Tuesday, December 19, 2006

The Concentration of The Economic Value of Content

Recommended: Rough Type proprietor Nicholas Carr's "Sharecropping the long tail." It's about the concentration of "the economic value of content" rather than content in the hands of a few players such as "MySpace, Facebook, and many other businesses" that "have realized that they can give away the tools of production but maintain ownership over the resulting products."

I think Six Apart's increasingly popular Vox social networking blogging service is a great example of what Carr wrote about. With Vox, users get free blogging software and hosting for their Six Apart designed blogs. In exchange, Six Apart gets to put small, content-related ads on users content pages. So far, Six Apart doesn't share the revenue with content creators. At least that's the impression I get.

The pressure to change this will likely increase if geeks start to use the service, which came out of beta on October 26, 2006, in great numbers. It's currently aimed at the masses.

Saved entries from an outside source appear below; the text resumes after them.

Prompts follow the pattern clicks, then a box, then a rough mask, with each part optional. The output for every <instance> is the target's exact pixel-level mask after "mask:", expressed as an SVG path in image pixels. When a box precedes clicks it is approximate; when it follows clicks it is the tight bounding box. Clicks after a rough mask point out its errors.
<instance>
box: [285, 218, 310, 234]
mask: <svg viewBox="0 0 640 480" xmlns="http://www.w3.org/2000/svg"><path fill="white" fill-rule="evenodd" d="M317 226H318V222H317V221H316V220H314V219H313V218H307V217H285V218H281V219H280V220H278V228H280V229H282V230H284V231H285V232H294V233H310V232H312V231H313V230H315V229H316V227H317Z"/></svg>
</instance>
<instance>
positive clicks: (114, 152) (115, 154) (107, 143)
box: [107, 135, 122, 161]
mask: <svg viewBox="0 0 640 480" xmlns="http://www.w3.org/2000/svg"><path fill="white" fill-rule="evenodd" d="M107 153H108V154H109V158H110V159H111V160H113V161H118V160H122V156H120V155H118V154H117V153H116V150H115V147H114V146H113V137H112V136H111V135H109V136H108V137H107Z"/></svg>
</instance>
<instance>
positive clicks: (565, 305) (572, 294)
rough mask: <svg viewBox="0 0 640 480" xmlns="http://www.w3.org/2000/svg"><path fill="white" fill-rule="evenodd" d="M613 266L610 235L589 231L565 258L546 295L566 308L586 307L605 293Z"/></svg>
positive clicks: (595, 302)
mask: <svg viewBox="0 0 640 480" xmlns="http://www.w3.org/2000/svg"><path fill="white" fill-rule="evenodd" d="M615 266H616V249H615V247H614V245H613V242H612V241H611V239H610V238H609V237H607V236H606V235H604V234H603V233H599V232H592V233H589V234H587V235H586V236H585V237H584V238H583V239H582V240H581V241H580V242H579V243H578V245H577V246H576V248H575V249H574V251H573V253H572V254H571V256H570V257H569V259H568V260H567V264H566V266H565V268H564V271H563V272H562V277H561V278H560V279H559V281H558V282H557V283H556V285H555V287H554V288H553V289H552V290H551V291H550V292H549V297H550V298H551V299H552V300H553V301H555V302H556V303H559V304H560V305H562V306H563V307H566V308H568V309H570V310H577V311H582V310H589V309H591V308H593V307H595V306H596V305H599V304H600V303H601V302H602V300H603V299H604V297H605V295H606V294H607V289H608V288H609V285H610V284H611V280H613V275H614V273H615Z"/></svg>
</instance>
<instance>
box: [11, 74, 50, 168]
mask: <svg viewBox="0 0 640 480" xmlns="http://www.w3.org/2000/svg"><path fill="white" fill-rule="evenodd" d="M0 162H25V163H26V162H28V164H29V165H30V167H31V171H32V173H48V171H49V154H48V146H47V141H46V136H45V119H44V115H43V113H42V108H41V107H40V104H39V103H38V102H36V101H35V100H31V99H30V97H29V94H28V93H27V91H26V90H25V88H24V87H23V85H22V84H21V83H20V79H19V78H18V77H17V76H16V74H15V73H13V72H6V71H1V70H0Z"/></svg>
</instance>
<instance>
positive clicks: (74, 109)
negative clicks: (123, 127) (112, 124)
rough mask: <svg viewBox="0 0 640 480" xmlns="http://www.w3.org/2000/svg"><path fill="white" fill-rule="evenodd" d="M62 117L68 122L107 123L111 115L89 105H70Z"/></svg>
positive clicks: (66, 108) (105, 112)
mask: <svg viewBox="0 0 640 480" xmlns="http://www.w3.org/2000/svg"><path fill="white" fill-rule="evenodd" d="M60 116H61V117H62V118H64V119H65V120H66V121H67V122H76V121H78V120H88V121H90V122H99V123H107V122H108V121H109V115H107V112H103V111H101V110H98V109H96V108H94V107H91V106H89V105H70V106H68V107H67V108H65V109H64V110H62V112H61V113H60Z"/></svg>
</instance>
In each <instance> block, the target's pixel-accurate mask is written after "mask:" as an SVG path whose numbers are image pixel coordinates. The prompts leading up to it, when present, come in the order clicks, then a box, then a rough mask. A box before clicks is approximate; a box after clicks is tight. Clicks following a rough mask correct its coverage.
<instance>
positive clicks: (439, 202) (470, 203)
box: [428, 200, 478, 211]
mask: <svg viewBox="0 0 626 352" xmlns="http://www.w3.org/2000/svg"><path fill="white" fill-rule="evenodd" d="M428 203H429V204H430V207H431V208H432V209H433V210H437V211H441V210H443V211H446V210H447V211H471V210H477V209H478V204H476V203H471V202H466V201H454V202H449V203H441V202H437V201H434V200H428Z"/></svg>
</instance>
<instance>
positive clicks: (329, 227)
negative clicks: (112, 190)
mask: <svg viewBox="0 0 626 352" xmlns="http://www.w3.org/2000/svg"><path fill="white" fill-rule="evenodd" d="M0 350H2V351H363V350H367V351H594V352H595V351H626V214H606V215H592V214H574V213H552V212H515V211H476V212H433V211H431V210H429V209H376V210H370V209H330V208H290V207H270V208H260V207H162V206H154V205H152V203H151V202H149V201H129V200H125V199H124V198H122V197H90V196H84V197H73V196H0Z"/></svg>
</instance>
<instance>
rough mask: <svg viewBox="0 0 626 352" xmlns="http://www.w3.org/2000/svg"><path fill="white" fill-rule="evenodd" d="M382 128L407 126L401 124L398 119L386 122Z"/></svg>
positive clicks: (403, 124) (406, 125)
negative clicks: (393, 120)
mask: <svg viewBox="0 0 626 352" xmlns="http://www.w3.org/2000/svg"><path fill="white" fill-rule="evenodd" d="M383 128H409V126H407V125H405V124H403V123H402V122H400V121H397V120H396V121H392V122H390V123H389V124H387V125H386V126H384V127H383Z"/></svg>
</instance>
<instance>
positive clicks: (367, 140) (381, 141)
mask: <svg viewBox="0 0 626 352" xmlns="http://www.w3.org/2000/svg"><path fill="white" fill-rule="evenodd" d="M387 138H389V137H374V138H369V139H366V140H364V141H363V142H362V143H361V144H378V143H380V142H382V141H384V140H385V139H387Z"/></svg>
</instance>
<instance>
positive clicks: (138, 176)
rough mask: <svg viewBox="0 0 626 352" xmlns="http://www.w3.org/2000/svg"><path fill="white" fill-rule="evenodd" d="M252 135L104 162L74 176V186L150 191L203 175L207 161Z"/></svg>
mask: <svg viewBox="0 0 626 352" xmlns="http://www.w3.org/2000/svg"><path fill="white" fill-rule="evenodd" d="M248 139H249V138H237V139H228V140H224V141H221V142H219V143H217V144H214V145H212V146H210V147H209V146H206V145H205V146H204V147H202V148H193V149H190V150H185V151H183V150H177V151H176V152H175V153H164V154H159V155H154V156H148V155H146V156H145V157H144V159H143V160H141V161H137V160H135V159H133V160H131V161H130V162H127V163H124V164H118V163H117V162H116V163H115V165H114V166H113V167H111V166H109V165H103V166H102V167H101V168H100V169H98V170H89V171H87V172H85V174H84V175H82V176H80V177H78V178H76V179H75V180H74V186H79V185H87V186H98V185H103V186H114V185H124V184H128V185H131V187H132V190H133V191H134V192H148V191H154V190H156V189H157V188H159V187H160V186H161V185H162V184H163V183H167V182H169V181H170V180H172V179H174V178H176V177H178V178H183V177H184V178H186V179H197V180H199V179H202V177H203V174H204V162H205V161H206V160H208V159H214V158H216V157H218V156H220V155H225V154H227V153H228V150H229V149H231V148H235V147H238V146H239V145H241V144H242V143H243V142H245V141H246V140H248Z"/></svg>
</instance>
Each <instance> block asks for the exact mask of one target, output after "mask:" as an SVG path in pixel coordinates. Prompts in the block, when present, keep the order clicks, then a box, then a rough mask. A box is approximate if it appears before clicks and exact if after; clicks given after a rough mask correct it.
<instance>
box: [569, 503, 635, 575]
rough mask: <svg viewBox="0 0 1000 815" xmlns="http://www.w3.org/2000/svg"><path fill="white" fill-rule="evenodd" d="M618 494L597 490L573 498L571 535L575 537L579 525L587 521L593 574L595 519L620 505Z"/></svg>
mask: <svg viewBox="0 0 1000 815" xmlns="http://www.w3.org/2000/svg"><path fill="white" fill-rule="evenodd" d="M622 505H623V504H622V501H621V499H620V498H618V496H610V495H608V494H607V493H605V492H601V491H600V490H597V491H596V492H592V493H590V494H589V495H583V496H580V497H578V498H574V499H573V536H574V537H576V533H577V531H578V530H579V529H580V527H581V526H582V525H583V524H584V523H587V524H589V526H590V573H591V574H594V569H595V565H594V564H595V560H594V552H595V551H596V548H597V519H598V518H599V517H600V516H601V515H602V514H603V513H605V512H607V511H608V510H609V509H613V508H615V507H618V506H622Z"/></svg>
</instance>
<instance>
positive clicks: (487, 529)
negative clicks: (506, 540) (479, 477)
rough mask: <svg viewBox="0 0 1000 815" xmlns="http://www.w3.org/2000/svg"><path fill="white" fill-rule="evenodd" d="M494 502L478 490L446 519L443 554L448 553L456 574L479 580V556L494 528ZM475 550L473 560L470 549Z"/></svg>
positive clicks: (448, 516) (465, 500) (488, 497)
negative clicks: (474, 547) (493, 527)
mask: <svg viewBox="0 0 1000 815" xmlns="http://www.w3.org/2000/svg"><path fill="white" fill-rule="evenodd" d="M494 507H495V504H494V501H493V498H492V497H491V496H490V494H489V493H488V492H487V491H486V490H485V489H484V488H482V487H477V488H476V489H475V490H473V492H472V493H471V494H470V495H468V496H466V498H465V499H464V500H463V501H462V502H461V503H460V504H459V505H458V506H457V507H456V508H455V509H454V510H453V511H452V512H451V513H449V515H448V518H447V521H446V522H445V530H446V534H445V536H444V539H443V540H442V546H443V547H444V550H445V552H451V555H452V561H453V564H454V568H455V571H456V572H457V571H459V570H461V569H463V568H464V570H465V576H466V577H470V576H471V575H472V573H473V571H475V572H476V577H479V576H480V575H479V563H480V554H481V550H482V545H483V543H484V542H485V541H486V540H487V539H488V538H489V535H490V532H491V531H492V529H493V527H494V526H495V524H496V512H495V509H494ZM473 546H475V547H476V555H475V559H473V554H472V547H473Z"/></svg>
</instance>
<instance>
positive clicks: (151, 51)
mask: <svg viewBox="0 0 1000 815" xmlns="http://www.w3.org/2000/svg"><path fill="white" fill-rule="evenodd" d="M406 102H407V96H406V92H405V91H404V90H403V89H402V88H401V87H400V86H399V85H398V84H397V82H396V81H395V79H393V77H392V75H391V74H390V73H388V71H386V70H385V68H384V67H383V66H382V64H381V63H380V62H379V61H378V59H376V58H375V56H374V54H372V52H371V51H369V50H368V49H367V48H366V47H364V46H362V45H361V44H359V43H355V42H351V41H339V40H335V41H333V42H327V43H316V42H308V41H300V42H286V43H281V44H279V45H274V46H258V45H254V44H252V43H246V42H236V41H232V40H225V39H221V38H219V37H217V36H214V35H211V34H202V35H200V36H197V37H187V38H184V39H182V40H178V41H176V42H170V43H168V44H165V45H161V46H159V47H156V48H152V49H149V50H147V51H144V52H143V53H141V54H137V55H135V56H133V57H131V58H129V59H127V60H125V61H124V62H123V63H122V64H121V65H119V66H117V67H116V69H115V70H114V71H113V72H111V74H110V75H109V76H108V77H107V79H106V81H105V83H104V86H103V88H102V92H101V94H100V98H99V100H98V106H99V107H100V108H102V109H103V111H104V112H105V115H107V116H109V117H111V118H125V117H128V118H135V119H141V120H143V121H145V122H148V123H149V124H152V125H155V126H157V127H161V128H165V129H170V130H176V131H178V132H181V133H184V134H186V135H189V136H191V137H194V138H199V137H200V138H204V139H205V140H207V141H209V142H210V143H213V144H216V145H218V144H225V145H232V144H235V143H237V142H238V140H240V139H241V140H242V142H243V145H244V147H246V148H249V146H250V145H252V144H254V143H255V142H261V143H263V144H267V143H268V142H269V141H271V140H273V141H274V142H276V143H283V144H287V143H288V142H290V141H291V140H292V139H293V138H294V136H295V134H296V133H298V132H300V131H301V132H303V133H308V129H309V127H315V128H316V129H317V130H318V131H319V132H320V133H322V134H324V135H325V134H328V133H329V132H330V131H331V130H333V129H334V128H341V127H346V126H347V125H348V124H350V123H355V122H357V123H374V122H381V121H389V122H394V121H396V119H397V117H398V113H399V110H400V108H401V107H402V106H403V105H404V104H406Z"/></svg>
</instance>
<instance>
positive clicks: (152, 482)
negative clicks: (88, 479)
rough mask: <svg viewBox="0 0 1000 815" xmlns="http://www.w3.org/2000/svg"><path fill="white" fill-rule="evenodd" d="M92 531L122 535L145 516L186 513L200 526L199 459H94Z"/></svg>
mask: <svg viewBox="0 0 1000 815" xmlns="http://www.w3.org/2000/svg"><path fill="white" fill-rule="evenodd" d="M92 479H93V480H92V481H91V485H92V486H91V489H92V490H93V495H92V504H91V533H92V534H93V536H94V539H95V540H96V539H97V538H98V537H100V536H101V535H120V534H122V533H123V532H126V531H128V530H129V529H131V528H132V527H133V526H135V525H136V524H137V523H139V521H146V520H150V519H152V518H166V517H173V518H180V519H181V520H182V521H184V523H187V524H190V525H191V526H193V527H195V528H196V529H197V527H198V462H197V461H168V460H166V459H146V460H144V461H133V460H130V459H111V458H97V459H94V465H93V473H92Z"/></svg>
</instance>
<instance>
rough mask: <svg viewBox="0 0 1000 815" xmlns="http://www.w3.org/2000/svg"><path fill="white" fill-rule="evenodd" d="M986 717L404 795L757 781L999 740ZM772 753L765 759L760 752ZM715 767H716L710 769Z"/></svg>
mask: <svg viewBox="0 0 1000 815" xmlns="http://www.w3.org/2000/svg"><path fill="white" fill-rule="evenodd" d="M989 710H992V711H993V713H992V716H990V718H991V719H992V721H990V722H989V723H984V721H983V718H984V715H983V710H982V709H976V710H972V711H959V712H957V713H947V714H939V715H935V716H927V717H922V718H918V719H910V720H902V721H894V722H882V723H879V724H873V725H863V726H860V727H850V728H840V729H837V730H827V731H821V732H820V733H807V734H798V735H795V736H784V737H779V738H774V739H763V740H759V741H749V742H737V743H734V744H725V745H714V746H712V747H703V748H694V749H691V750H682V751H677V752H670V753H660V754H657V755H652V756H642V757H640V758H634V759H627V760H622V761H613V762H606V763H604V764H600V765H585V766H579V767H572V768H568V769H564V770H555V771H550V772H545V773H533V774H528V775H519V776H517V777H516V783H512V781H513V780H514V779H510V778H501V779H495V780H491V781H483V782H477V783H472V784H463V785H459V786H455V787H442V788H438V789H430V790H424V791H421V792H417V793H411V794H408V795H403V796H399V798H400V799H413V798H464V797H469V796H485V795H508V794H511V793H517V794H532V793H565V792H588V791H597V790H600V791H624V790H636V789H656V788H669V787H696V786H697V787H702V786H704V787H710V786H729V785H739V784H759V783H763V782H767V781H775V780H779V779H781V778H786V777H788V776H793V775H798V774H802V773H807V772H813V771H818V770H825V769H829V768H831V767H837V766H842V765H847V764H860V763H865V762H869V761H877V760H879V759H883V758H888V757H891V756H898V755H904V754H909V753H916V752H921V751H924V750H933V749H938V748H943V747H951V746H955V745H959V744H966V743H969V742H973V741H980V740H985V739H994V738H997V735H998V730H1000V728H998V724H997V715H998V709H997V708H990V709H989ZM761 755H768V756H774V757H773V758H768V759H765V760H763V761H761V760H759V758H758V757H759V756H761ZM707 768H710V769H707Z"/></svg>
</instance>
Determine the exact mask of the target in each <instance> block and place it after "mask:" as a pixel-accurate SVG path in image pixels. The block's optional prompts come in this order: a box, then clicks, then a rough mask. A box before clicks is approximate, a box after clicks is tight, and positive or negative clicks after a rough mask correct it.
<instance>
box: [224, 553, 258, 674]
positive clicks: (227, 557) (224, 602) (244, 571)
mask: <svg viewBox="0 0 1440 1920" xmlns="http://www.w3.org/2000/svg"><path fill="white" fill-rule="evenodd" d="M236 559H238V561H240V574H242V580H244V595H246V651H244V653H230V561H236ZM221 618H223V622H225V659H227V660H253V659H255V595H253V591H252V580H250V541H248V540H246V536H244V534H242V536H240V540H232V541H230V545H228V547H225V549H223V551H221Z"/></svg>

Finally, I think Carr did a good job analyzing "Richard MacManus's new analysis of web traffic patterns" that helps "illustrate the point" referenced above.

NOTE: This post can also be found at The Technology Free Press, my technology blog.

Sunday, November 19, 2006

Is A Lot Of User-Generated Content 'Appropriated'?

"The widely-used and much reviled term “user-generated content” implies that somebody is making something," writes Scott Karp over at Publishing 2.0. "But the dirty little secret of “user-generated” sites like YouTube and MySpace is that much of the content is not made by the users themselves — it’s appropriated from someone else," he adds.